Jorge Almeida e Pinho alertou para a necessidade da visibilidade dos tradutores no mundo da literatura, durante a apresentação da sua última obra, “A Tradução para Edição”, que decorreu na última sexta-feira, na FNAC de Santa Catarina, no Porto.

O autor ovarense mostrou-se emocionado com a presença de tanto público na cerimónia de lançamento, agradecendo a todos a presença que tanto o honrou, incluindo a de diversos autarcas ovarenses que ali se deslocaram.
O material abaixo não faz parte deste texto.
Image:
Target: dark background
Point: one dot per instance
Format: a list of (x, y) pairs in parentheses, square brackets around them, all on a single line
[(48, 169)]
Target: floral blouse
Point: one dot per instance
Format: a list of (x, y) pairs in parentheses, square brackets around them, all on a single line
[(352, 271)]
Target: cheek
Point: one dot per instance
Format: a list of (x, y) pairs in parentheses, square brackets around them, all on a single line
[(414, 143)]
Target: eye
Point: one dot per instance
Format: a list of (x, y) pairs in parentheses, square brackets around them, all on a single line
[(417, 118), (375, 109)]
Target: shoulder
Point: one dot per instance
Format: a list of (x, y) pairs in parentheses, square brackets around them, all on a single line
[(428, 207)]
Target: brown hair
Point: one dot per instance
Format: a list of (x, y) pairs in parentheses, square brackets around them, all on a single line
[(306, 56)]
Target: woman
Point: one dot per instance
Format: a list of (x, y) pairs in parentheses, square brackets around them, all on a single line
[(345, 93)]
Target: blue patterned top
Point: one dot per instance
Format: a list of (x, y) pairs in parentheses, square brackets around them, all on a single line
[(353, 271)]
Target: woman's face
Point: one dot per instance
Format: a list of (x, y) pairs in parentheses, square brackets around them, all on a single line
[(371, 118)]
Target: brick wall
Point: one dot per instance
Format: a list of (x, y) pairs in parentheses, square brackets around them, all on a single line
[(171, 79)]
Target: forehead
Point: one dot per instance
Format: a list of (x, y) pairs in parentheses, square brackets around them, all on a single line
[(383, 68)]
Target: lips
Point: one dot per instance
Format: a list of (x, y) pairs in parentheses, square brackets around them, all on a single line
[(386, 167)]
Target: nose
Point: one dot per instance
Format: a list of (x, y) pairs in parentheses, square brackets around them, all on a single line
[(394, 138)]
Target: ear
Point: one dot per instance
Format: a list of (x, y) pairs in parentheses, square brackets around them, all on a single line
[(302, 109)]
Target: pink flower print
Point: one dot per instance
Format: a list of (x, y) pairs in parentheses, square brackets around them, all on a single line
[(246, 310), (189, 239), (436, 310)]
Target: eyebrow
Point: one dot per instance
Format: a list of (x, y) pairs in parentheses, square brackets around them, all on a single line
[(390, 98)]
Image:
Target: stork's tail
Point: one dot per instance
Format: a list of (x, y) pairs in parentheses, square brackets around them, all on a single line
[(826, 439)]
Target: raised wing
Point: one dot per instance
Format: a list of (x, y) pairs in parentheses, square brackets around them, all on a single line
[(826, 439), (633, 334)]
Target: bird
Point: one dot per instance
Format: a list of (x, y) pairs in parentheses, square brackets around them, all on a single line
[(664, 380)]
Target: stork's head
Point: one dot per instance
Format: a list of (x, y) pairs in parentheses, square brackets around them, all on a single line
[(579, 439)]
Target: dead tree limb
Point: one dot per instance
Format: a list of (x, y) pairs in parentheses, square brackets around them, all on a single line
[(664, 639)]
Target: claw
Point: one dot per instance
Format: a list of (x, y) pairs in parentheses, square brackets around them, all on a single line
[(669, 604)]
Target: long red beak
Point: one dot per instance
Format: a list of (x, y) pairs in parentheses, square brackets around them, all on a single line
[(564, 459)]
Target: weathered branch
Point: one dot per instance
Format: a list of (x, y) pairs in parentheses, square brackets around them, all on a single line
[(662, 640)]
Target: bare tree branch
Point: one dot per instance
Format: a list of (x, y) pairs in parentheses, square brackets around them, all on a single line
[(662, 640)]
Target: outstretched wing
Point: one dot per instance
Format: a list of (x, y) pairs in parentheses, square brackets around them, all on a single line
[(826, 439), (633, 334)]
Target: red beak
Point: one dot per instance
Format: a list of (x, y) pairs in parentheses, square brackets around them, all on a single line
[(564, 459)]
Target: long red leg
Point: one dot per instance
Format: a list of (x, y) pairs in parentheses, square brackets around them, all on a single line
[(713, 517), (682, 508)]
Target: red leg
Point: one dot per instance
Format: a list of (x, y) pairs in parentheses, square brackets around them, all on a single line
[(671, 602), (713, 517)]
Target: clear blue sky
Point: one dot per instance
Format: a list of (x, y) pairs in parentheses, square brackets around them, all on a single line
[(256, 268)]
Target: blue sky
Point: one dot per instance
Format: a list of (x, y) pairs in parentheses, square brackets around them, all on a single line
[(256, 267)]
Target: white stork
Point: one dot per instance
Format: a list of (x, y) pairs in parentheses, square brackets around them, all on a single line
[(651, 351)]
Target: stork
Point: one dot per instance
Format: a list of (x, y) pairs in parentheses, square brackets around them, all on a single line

Coube à vice-Reitora da Universidade do Porto, Fátima Marinho, presidir à sessão que incluiu Rui Carvalho Homem que é, entre muitos outros cargos, o actual  presidente da prestigiada European Shakespeare Research Association (https://www.um.es/shakespeare/esra/).

Rui Carvalho Homem dedicou uma intervenção brilhante e extremamente esclarecedora sobre a obra, elogiando não só “a oportunidade do lançamento, mas também a relevância do conteúdo”.

Além disso, pontuou a apresentação com inúmeras referências cruzadas ao papel interventivo do autor e à pertinência do aprofundado estudo desenvolvido.

Para encerrar, Jorge Almeida e Pinho partilhou a leitura da epígrafe do livro, o poema “Os Navegadores”, de Sophia de Mello Breyner Andresen, numa analogia feliz com o universo dos tradutores:

“O múltiplo nos enebria
O espanto nos guia
Com audácia desejo e calculado engenho
Forçámos os limites –
Porém o Deus uno
De desvios nos protege
Por isso ao longo das escalas
Cobrimos de oiro o interior sombrio das igrejas.”